The lumbar spine was found to be generally stiffer in extension than in flexion, but this difference decreased with increasing axial compression. The lumbar spine exhibited a nonlinear kinetic (moment vs. angle) response in flexion that became more linear and stiffer with the addition of axial compression. In flexion without axial load, the majority of the bending deformation occurred at the L5-S1 joint, whereas in extension, deformation was more evenly distributed across the different intervertebral levels, but the locus of deformation was located in the mid-proximal lumbar at L2-L3.

Conclusions

The superposition of axial compression in the lumbar spine affects the kinetic and kinematic response of the lumbar spine in flexion and extension. The response data and approach detailed in this study permit better assessment of ATD and HBM biofidelity.

Introduction

Historically, while the driving task limited the amount of seatback recline possible for drivers, vehicle manufactures have instructed all occupants to maintain an upright restrained posture while riding in vehicles to maximize the benefits provided by the seat and occupant restraint systems.
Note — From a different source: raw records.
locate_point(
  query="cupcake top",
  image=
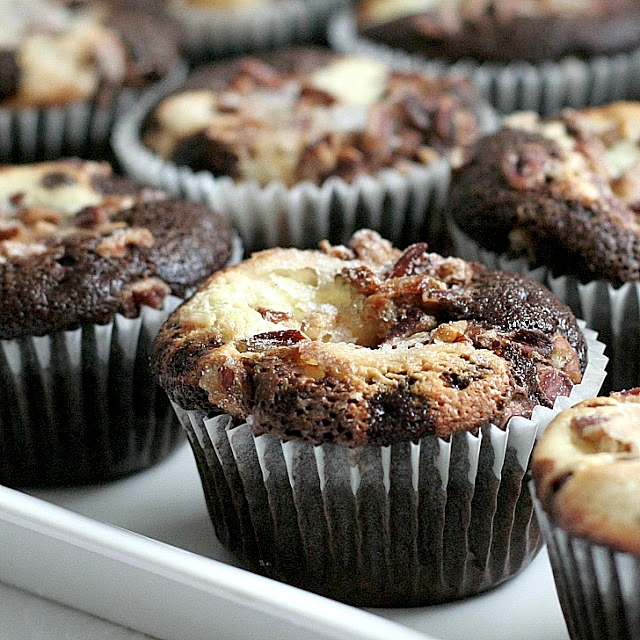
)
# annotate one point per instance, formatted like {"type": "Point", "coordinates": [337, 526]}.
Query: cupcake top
{"type": "Point", "coordinates": [79, 244]}
{"type": "Point", "coordinates": [312, 114]}
{"type": "Point", "coordinates": [586, 469]}
{"type": "Point", "coordinates": [368, 344]}
{"type": "Point", "coordinates": [59, 51]}
{"type": "Point", "coordinates": [502, 30]}
{"type": "Point", "coordinates": [562, 192]}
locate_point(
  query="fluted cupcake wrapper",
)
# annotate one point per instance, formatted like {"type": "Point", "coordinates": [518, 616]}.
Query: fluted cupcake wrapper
{"type": "Point", "coordinates": [84, 406]}
{"type": "Point", "coordinates": [82, 129]}
{"type": "Point", "coordinates": [404, 525]}
{"type": "Point", "coordinates": [614, 312]}
{"type": "Point", "coordinates": [209, 32]}
{"type": "Point", "coordinates": [544, 87]}
{"type": "Point", "coordinates": [598, 586]}
{"type": "Point", "coordinates": [402, 204]}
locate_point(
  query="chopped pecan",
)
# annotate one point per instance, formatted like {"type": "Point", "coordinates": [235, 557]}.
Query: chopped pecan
{"type": "Point", "coordinates": [274, 316]}
{"type": "Point", "coordinates": [115, 245]}
{"type": "Point", "coordinates": [260, 72]}
{"type": "Point", "coordinates": [56, 179]}
{"type": "Point", "coordinates": [274, 339]}
{"type": "Point", "coordinates": [9, 229]}
{"type": "Point", "coordinates": [150, 292]}
{"type": "Point", "coordinates": [411, 261]}
{"type": "Point", "coordinates": [609, 433]}
{"type": "Point", "coordinates": [33, 215]}
{"type": "Point", "coordinates": [314, 95]}
{"type": "Point", "coordinates": [451, 332]}
{"type": "Point", "coordinates": [363, 279]}
{"type": "Point", "coordinates": [553, 383]}
{"type": "Point", "coordinates": [336, 251]}
{"type": "Point", "coordinates": [91, 217]}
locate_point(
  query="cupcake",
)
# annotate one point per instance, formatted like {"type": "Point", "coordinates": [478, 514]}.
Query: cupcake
{"type": "Point", "coordinates": [522, 55]}
{"type": "Point", "coordinates": [211, 28]}
{"type": "Point", "coordinates": [305, 144]}
{"type": "Point", "coordinates": [90, 267]}
{"type": "Point", "coordinates": [68, 68]}
{"type": "Point", "coordinates": [586, 470]}
{"type": "Point", "coordinates": [560, 197]}
{"type": "Point", "coordinates": [362, 417]}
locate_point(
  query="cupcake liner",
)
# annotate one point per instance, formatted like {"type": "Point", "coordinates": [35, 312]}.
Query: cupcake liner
{"type": "Point", "coordinates": [214, 32]}
{"type": "Point", "coordinates": [80, 129]}
{"type": "Point", "coordinates": [84, 405]}
{"type": "Point", "coordinates": [404, 525]}
{"type": "Point", "coordinates": [598, 587]}
{"type": "Point", "coordinates": [402, 204]}
{"type": "Point", "coordinates": [546, 87]}
{"type": "Point", "coordinates": [613, 312]}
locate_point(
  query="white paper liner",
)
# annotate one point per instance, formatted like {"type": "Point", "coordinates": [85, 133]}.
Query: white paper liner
{"type": "Point", "coordinates": [545, 87]}
{"type": "Point", "coordinates": [598, 586]}
{"type": "Point", "coordinates": [209, 32]}
{"type": "Point", "coordinates": [404, 525]}
{"type": "Point", "coordinates": [84, 405]}
{"type": "Point", "coordinates": [80, 129]}
{"type": "Point", "coordinates": [614, 313]}
{"type": "Point", "coordinates": [403, 205]}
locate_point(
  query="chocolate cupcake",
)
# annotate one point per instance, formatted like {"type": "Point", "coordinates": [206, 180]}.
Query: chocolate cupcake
{"type": "Point", "coordinates": [362, 417]}
{"type": "Point", "coordinates": [561, 195]}
{"type": "Point", "coordinates": [69, 68]}
{"type": "Point", "coordinates": [304, 144]}
{"type": "Point", "coordinates": [90, 267]}
{"type": "Point", "coordinates": [214, 28]}
{"type": "Point", "coordinates": [521, 55]}
{"type": "Point", "coordinates": [586, 470]}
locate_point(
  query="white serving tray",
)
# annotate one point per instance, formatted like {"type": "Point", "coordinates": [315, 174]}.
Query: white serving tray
{"type": "Point", "coordinates": [161, 571]}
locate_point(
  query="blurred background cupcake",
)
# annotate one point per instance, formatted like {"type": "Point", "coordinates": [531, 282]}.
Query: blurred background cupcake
{"type": "Point", "coordinates": [586, 470]}
{"type": "Point", "coordinates": [68, 69]}
{"type": "Point", "coordinates": [362, 418]}
{"type": "Point", "coordinates": [303, 144]}
{"type": "Point", "coordinates": [527, 54]}
{"type": "Point", "coordinates": [558, 199]}
{"type": "Point", "coordinates": [91, 265]}
{"type": "Point", "coordinates": [211, 28]}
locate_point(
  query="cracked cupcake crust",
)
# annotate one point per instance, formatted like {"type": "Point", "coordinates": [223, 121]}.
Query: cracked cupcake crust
{"type": "Point", "coordinates": [586, 469]}
{"type": "Point", "coordinates": [311, 114]}
{"type": "Point", "coordinates": [55, 52]}
{"type": "Point", "coordinates": [79, 244]}
{"type": "Point", "coordinates": [502, 30]}
{"type": "Point", "coordinates": [563, 192]}
{"type": "Point", "coordinates": [368, 344]}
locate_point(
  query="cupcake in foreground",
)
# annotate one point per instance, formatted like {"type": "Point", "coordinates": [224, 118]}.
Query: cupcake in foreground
{"type": "Point", "coordinates": [586, 470]}
{"type": "Point", "coordinates": [67, 68]}
{"type": "Point", "coordinates": [90, 267]}
{"type": "Point", "coordinates": [562, 195]}
{"type": "Point", "coordinates": [523, 55]}
{"type": "Point", "coordinates": [306, 143]}
{"type": "Point", "coordinates": [362, 417]}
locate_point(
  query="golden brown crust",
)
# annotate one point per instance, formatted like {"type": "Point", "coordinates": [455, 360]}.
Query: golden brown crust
{"type": "Point", "coordinates": [562, 192]}
{"type": "Point", "coordinates": [586, 469]}
{"type": "Point", "coordinates": [279, 118]}
{"type": "Point", "coordinates": [367, 344]}
{"type": "Point", "coordinates": [57, 51]}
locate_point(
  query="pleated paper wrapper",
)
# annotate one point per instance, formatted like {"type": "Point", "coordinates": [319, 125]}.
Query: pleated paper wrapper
{"type": "Point", "coordinates": [404, 525]}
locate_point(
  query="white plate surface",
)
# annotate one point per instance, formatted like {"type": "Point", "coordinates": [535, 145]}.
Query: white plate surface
{"type": "Point", "coordinates": [161, 571]}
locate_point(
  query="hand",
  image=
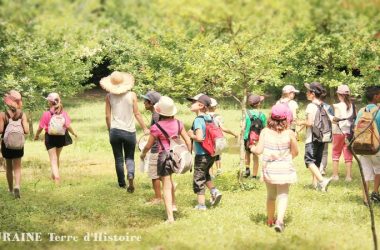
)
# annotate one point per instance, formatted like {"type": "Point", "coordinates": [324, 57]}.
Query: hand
{"type": "Point", "coordinates": [190, 133]}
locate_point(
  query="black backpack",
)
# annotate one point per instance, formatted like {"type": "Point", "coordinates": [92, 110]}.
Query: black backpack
{"type": "Point", "coordinates": [255, 129]}
{"type": "Point", "coordinates": [322, 127]}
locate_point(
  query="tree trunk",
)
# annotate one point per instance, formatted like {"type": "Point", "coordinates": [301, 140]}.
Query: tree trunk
{"type": "Point", "coordinates": [242, 126]}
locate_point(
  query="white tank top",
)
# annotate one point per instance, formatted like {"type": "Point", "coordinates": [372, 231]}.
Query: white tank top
{"type": "Point", "coordinates": [122, 116]}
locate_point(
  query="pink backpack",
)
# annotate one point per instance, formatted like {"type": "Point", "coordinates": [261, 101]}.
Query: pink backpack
{"type": "Point", "coordinates": [14, 133]}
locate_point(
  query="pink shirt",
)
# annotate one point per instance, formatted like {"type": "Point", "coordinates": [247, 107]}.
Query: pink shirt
{"type": "Point", "coordinates": [46, 116]}
{"type": "Point", "coordinates": [171, 128]}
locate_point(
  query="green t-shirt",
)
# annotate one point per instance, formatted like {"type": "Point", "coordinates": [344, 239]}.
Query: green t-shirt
{"type": "Point", "coordinates": [255, 114]}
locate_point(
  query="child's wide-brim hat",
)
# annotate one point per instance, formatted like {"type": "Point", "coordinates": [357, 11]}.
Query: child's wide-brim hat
{"type": "Point", "coordinates": [165, 106]}
{"type": "Point", "coordinates": [118, 82]}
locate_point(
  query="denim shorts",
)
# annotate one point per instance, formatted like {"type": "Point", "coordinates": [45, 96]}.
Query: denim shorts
{"type": "Point", "coordinates": [314, 153]}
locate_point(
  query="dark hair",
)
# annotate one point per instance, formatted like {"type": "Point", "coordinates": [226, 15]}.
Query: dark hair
{"type": "Point", "coordinates": [277, 125]}
{"type": "Point", "coordinates": [371, 92]}
{"type": "Point", "coordinates": [347, 100]}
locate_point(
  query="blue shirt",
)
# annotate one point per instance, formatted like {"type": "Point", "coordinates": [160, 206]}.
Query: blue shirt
{"type": "Point", "coordinates": [199, 123]}
{"type": "Point", "coordinates": [369, 107]}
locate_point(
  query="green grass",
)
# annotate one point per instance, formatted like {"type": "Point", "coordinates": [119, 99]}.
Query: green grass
{"type": "Point", "coordinates": [89, 201]}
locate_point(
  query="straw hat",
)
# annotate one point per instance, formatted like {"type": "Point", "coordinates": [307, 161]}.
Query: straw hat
{"type": "Point", "coordinates": [165, 106]}
{"type": "Point", "coordinates": [118, 82]}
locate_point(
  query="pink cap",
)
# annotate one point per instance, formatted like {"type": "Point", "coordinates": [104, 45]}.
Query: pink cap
{"type": "Point", "coordinates": [53, 97]}
{"type": "Point", "coordinates": [343, 89]}
{"type": "Point", "coordinates": [280, 112]}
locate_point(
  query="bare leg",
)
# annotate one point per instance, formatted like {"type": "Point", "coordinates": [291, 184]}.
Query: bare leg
{"type": "Point", "coordinates": [168, 196]}
{"type": "Point", "coordinates": [9, 170]}
{"type": "Point", "coordinates": [335, 170]}
{"type": "Point", "coordinates": [17, 172]}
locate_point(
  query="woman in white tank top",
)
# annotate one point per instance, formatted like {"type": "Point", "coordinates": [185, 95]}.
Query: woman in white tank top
{"type": "Point", "coordinates": [121, 111]}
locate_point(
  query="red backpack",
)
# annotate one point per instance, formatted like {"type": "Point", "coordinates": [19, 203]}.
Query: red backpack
{"type": "Point", "coordinates": [214, 142]}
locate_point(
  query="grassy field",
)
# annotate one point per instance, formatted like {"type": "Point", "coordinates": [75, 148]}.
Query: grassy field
{"type": "Point", "coordinates": [89, 201]}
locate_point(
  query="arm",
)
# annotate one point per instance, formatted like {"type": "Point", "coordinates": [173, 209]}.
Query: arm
{"type": "Point", "coordinates": [25, 124]}
{"type": "Point", "coordinates": [108, 113]}
{"type": "Point", "coordinates": [293, 144]}
{"type": "Point", "coordinates": [137, 114]}
{"type": "Point", "coordinates": [186, 138]}
{"type": "Point", "coordinates": [70, 129]}
{"type": "Point", "coordinates": [147, 147]}
{"type": "Point", "coordinates": [259, 148]}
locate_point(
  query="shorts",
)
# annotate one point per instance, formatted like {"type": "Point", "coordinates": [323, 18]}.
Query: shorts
{"type": "Point", "coordinates": [11, 153]}
{"type": "Point", "coordinates": [164, 167]}
{"type": "Point", "coordinates": [370, 165]}
{"type": "Point", "coordinates": [152, 166]}
{"type": "Point", "coordinates": [202, 165]}
{"type": "Point", "coordinates": [313, 153]}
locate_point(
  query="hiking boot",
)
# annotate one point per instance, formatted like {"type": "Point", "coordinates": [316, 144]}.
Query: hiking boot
{"type": "Point", "coordinates": [323, 185]}
{"type": "Point", "coordinates": [279, 227]}
{"type": "Point", "coordinates": [16, 193]}
{"type": "Point", "coordinates": [247, 173]}
{"type": "Point", "coordinates": [375, 197]}
{"type": "Point", "coordinates": [216, 196]}
{"type": "Point", "coordinates": [200, 207]}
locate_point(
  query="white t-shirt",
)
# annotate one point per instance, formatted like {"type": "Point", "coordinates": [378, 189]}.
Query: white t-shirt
{"type": "Point", "coordinates": [311, 110]}
{"type": "Point", "coordinates": [342, 112]}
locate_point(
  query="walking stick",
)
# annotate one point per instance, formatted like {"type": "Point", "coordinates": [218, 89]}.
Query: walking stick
{"type": "Point", "coordinates": [373, 228]}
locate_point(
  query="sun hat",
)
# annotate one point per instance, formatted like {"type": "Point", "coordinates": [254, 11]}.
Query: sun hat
{"type": "Point", "coordinates": [289, 89]}
{"type": "Point", "coordinates": [254, 99]}
{"type": "Point", "coordinates": [165, 106]}
{"type": "Point", "coordinates": [152, 96]}
{"type": "Point", "coordinates": [12, 98]}
{"type": "Point", "coordinates": [202, 98]}
{"type": "Point", "coordinates": [343, 89]}
{"type": "Point", "coordinates": [214, 103]}
{"type": "Point", "coordinates": [280, 112]}
{"type": "Point", "coordinates": [118, 82]}
{"type": "Point", "coordinates": [54, 98]}
{"type": "Point", "coordinates": [315, 87]}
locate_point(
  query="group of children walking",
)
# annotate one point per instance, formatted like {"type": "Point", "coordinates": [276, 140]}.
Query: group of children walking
{"type": "Point", "coordinates": [274, 137]}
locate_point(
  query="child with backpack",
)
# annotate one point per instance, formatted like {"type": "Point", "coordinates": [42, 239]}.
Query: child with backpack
{"type": "Point", "coordinates": [287, 97]}
{"type": "Point", "coordinates": [342, 131]}
{"type": "Point", "coordinates": [370, 163]}
{"type": "Point", "coordinates": [219, 122]}
{"type": "Point", "coordinates": [203, 159]}
{"type": "Point", "coordinates": [278, 144]}
{"type": "Point", "coordinates": [167, 127]}
{"type": "Point", "coordinates": [13, 127]}
{"type": "Point", "coordinates": [150, 99]}
{"type": "Point", "coordinates": [255, 121]}
{"type": "Point", "coordinates": [56, 123]}
{"type": "Point", "coordinates": [318, 132]}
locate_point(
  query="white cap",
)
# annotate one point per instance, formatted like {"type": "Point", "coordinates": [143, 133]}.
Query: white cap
{"type": "Point", "coordinates": [213, 102]}
{"type": "Point", "coordinates": [289, 89]}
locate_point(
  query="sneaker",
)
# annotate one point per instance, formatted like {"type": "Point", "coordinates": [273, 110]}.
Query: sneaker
{"type": "Point", "coordinates": [215, 197]}
{"type": "Point", "coordinates": [375, 197]}
{"type": "Point", "coordinates": [247, 173]}
{"type": "Point", "coordinates": [200, 207]}
{"type": "Point", "coordinates": [279, 227]}
{"type": "Point", "coordinates": [324, 185]}
{"type": "Point", "coordinates": [16, 193]}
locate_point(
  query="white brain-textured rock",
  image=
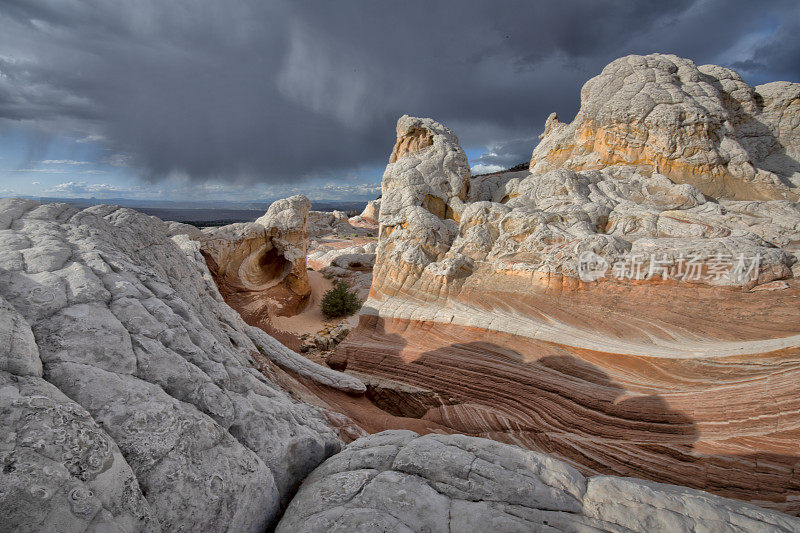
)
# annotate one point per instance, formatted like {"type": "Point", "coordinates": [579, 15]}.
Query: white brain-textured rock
{"type": "Point", "coordinates": [128, 391]}
{"type": "Point", "coordinates": [399, 481]}
{"type": "Point", "coordinates": [698, 125]}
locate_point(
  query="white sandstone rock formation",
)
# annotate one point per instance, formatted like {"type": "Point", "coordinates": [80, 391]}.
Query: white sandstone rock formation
{"type": "Point", "coordinates": [399, 481]}
{"type": "Point", "coordinates": [323, 223]}
{"type": "Point", "coordinates": [662, 114]}
{"type": "Point", "coordinates": [369, 215]}
{"type": "Point", "coordinates": [128, 394]}
{"type": "Point", "coordinates": [262, 262]}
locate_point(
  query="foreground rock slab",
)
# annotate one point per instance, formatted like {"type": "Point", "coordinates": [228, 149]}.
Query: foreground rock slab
{"type": "Point", "coordinates": [399, 481]}
{"type": "Point", "coordinates": [129, 395]}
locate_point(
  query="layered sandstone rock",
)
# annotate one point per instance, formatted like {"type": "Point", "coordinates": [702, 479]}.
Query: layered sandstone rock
{"type": "Point", "coordinates": [398, 481]}
{"type": "Point", "coordinates": [698, 125]}
{"type": "Point", "coordinates": [129, 394]}
{"type": "Point", "coordinates": [370, 214]}
{"type": "Point", "coordinates": [612, 317]}
{"type": "Point", "coordinates": [260, 267]}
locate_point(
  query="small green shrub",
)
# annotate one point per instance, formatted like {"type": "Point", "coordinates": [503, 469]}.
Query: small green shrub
{"type": "Point", "coordinates": [340, 301]}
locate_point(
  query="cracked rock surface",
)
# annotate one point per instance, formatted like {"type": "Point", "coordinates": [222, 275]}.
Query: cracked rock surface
{"type": "Point", "coordinates": [399, 481]}
{"type": "Point", "coordinates": [128, 396]}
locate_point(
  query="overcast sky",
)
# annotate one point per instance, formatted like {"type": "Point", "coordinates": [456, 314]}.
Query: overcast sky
{"type": "Point", "coordinates": [254, 99]}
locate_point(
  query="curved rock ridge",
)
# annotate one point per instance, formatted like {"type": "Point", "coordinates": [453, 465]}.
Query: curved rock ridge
{"type": "Point", "coordinates": [447, 238]}
{"type": "Point", "coordinates": [698, 125]}
{"type": "Point", "coordinates": [129, 396]}
{"type": "Point", "coordinates": [260, 267]}
{"type": "Point", "coordinates": [399, 481]}
{"type": "Point", "coordinates": [626, 323]}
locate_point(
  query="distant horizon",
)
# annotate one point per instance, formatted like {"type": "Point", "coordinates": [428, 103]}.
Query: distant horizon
{"type": "Point", "coordinates": [255, 101]}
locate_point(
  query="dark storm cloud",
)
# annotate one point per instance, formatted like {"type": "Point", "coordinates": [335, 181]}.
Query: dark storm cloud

However, the introduction of autonomous driving systems (ADS) has resulted in automotive industry interest in the preferences of vehicle occupants to utilize nonstandard vehicle seating positions (Koppel et al. Citation2019, Östling and Larsson Citation2019, Reed et al. Citation2020). In anticipation of novel seating postures in autonomous vehicles, there has been substantial research to study the injuries to occupants with reclined seatbacks that are positioned far away from the traditional vehicle instrument panel and knee bolster. This arrangement may require occupant restraint to be managed solely with the seat belt and seat. Yet in frontal crashes with reclined occupants and strong pelvis restraint, human body model (HBM) simulations have suggested that the lumbar spine would be subjected to simultaneously high compression and flexion loading (Gepner et al. Citation2019, Gepner et al. Citation2020, Rawska et al. Citation2019, Rawska et al. Citation2020, Mroz et al. Citation2020). In these simulations, the reclined orientation of the torso and the pelvic restraint offered by the seat and lap belt initially result in lumbar compression. If a shoulder belt force limiter is engaged, the upper torso may then translate forward, potentially bringing the head and upper torso forward of the pelvis/H-point. Such torso kinematics cause flexion of the lumbar spine, which becomes superimposed on the compression. This compression/flexion loading mechanism in frontal crashes with reclined occupants has also been illustrated in sled tests with postmortem human surrogates (PMHSs) that sustained lumbar spine fractures characteristic of compression/flexion loading (Richardson et al. Citation2020a, Richardson et al. Citation2020b), and with anthropomorphic test devices (ATDs) that measured high magnitude compression and flexion loads (Östling et al. Citation2021).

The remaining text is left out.